Jeremy Bentham and James Mill had been urging the Utilitarian philosophy upon the English people since the time of the French Revolution. In that doctrine, the endeavor is to reduce government to a scientific and mathematical calculus so that laws may be designed to produce the greatest good for the greatest number of people. Taking this approach requires ignoring the spiritual aspects of human social and political life. If they are to calculate the greatest good, Utilitarians must reduce all measures of good to materialistic factors like food, clothing, housing, etc. They must, in effect, assume that humans are little more than pieces of litmus paper responding passively to pain or pleasure deriving from satisfaction of sensual impulses, from hunger to sex.
Utilitarianism is, thus, closely akin to Auguste Comte’s Positivism and his Religion of Humanity that was being articulated in France at the same time that the foregoing was transpiring in England. Were Comte to gain political power, government and business would become simply administrative bureaus run by educated managers and engineers. Management decision would flow from the top councils of intellectuals who alone understood the Immutable Law of History that ordained the triumph of socialism.
What has all this to do with Michael Newdow’s objection to “under God” in the Pledge of Allegiance?

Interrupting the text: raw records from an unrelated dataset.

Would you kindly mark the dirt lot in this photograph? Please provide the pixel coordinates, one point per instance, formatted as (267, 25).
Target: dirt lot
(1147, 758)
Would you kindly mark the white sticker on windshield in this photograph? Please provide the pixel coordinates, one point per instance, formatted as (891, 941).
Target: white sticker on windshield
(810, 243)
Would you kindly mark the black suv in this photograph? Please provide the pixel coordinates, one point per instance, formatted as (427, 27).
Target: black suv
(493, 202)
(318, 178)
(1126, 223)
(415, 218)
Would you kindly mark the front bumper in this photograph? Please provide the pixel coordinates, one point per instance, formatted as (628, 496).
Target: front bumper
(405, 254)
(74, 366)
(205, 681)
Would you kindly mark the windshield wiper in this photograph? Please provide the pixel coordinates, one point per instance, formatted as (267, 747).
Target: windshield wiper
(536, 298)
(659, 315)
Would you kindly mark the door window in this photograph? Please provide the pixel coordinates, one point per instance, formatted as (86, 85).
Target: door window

First, with regard to Comte’s Religion of Humanity, which enjoyed a warm reception in England and in American academic circles, intellectuals directing political, economic, and social affairs, were to exercise their power by influencing public opinion. Control of popular opinion was to be through manipulating the way news was published to the people and by requiring public education to teach whatever tenets of social justice the intellectuals might think appropriate.
A principle strut supporting Mr. Newdow’s case is that educated opinion is on his side, and the Supreme Court became on balance a mirror of educated opinion in the 20th century. Education has been preaching the gospel of socialistic amorality, in colleges since the late 1800s, and in public schools since the 1960s. Liberals declare that a President can be legitimately elected only by a popular vote embracing everybody: criminals, illegal immigrants, welfare dependents, the insane, and, most recently in California, 12 and 14 year olds. But, in a matter such as removing God and morality from public life, educated liberals must reserve the right to trump the majority of citizens who want to keep tradition.
Second, this controversy is a continuation of the argument set forth by John Stuart Mill, the second generation leader of Utilitarianism. In 1859, the same year that Darwin published “On the Origin,” Mill published his much admired and oft studied “On Liberty.” That essay is the foundation of Mr. Newdow’s argument to the Supreme Court. Mill asserts that suppressing the expression of any political, social, or religious view, however repugnant to majority views, will diminish society. Today’s quackery, Mill notes, can be tomorrow’s truth. The rough and tumble of public debate will lead us to the truth. We must not be constrained by traditional understandings.
“On Liberty” implicitly sets individual license above public order. Individuals must be permitted to do and say whatever they please, and society is simply to endure it, like a horse continuing to feed while swatting flies with his tail. The problem is that those flies carry a lethal disease.